The first line is obscure. Where is this ‘away’ in a manger? The point of the Christmas message is that God has come close to us, so why give the impression that it happened far away? And what’s a ‘manger’ anyway? I suppose most of us know that it is a feeding trough for cattle, but even when I was a child the word didn’t belong in everyday language. To most people, ‘manger’ is just a special name for whatever it was the baby Jesus lay in. And what does ‘no crib for a bed’ mean? Even I as a child had no idea what that meant. What we call it is a cradle or a cot. A ‘crib’ is something you use to cheat in an exam!

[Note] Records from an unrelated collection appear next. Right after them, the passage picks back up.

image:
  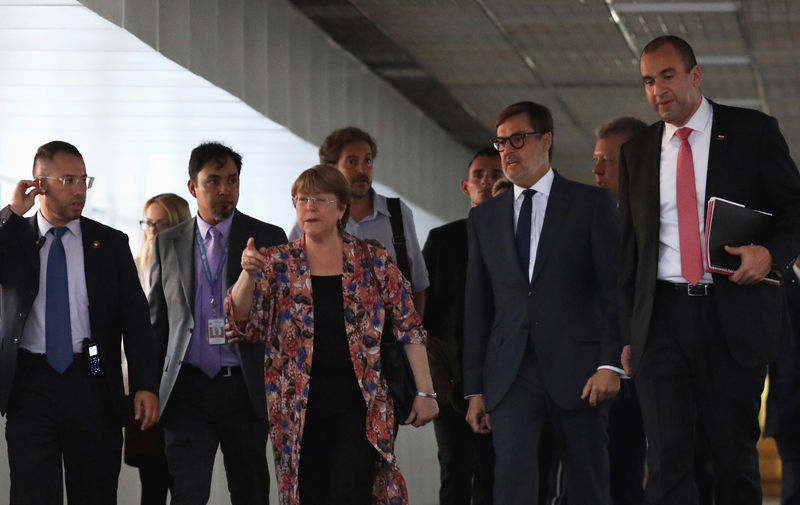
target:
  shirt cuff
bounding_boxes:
[597,365,630,379]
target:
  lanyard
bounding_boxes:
[194,229,228,309]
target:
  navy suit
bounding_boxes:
[464,170,620,505]
[0,207,159,505]
[620,102,800,505]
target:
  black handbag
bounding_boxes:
[359,240,417,424]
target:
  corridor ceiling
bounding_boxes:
[290,0,800,174]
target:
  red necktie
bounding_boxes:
[675,128,703,284]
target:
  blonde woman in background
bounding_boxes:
[134,193,192,295]
[123,193,192,505]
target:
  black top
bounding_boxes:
[309,275,364,409]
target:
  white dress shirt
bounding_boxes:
[19,212,91,354]
[514,167,627,378]
[657,97,714,284]
[514,168,555,279]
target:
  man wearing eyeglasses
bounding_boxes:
[0,141,159,505]
[149,142,286,505]
[464,102,622,505]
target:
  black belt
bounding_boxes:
[217,366,242,377]
[656,281,714,296]
[17,348,83,371]
[181,363,242,379]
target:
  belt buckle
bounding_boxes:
[686,284,708,296]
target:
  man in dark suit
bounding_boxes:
[150,143,286,505]
[764,258,800,505]
[422,147,503,505]
[620,36,800,505]
[0,141,158,505]
[464,102,621,505]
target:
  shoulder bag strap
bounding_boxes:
[388,198,411,282]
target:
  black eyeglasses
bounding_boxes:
[292,195,339,207]
[139,219,169,231]
[37,175,94,189]
[492,132,544,152]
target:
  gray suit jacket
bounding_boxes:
[619,102,800,374]
[149,211,286,417]
[464,174,621,411]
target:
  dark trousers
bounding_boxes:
[490,353,609,505]
[139,454,173,505]
[775,434,800,505]
[162,364,269,505]
[634,286,766,505]
[6,352,122,505]
[297,386,378,505]
[433,405,494,505]
[608,380,647,505]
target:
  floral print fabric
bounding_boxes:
[225,234,426,505]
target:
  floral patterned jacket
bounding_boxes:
[225,234,426,505]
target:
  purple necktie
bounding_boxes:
[200,227,225,377]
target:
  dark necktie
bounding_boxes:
[515,189,536,277]
[44,226,72,373]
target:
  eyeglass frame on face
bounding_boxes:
[37,175,94,189]
[292,195,339,207]
[139,219,169,231]
[491,131,545,153]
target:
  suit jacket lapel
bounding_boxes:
[26,214,41,274]
[704,100,729,211]
[525,173,570,284]
[173,218,197,314]
[81,218,105,312]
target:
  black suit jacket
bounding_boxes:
[149,210,286,417]
[422,219,467,349]
[620,102,800,373]
[422,219,467,410]
[0,207,158,425]
[464,174,621,411]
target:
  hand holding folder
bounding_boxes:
[706,197,780,285]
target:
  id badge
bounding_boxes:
[208,317,226,345]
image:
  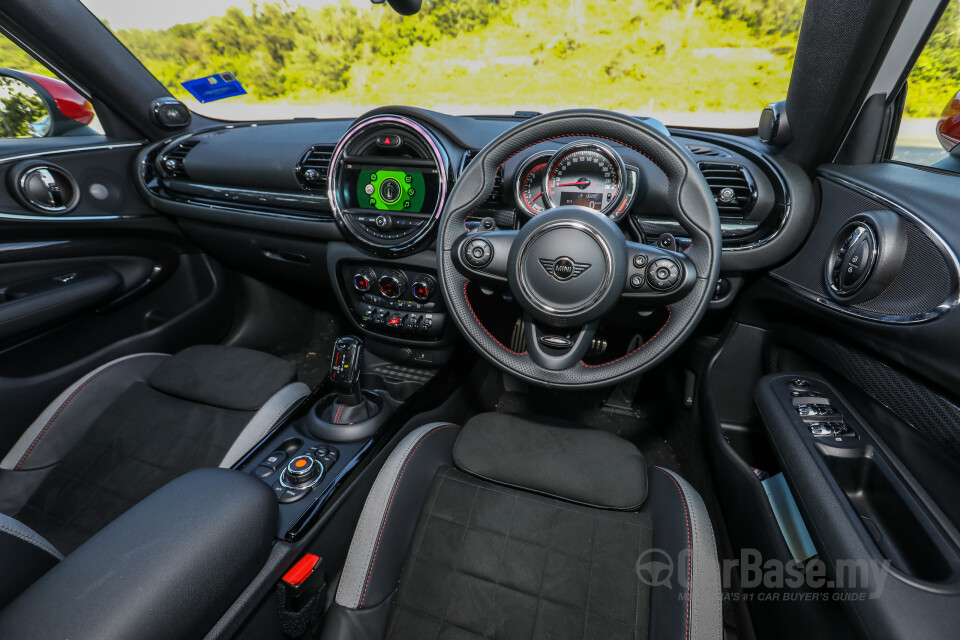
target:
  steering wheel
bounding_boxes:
[437,109,721,388]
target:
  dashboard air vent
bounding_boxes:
[160,139,200,178]
[297,144,333,191]
[687,144,730,158]
[699,162,757,217]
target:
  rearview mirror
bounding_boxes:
[370,0,423,16]
[0,69,96,138]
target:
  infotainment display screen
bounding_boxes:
[342,164,440,213]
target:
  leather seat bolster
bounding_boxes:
[637,467,723,640]
[453,413,647,511]
[0,353,170,515]
[147,345,297,411]
[336,423,460,609]
[0,515,63,609]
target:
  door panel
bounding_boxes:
[740,163,960,638]
[0,145,231,452]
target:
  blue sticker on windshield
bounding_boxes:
[180,72,247,102]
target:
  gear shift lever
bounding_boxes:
[330,336,363,407]
[316,336,382,425]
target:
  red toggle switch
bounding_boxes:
[283,553,320,587]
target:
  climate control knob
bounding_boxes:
[353,267,377,293]
[410,275,437,302]
[378,271,407,300]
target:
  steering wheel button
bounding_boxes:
[464,239,493,267]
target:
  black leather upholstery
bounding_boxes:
[386,467,653,640]
[437,109,721,388]
[323,415,722,640]
[0,469,277,640]
[0,346,309,553]
[453,413,647,511]
[0,515,63,608]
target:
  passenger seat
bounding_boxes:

Then there’s this ‘look down from the sky’ business. Do we really want children to think that Jesus is up there among the stars and the planets? Even worse, do we want them to think that only up in heaven will they be able to live with Jesus, and even then only if they are ‘fit’ to live with him?
But the worst bit is in the second verse: ‘but little Lord Jesus no crying he makes’. What an unnatural baby! I suppose the lesson of this is supposed to be that Jesus, being perfect, never cried because crying is wrong and children must always be like Jesus and never cry. What sadistic Victorian thought that up?
Perhaps the day will come when parents and teachers will suddenly wake up and realise what an awful song this is to teach to children. In the meantime, we can only hope that the children of today and tomorrow have no idea of what it all means anyway!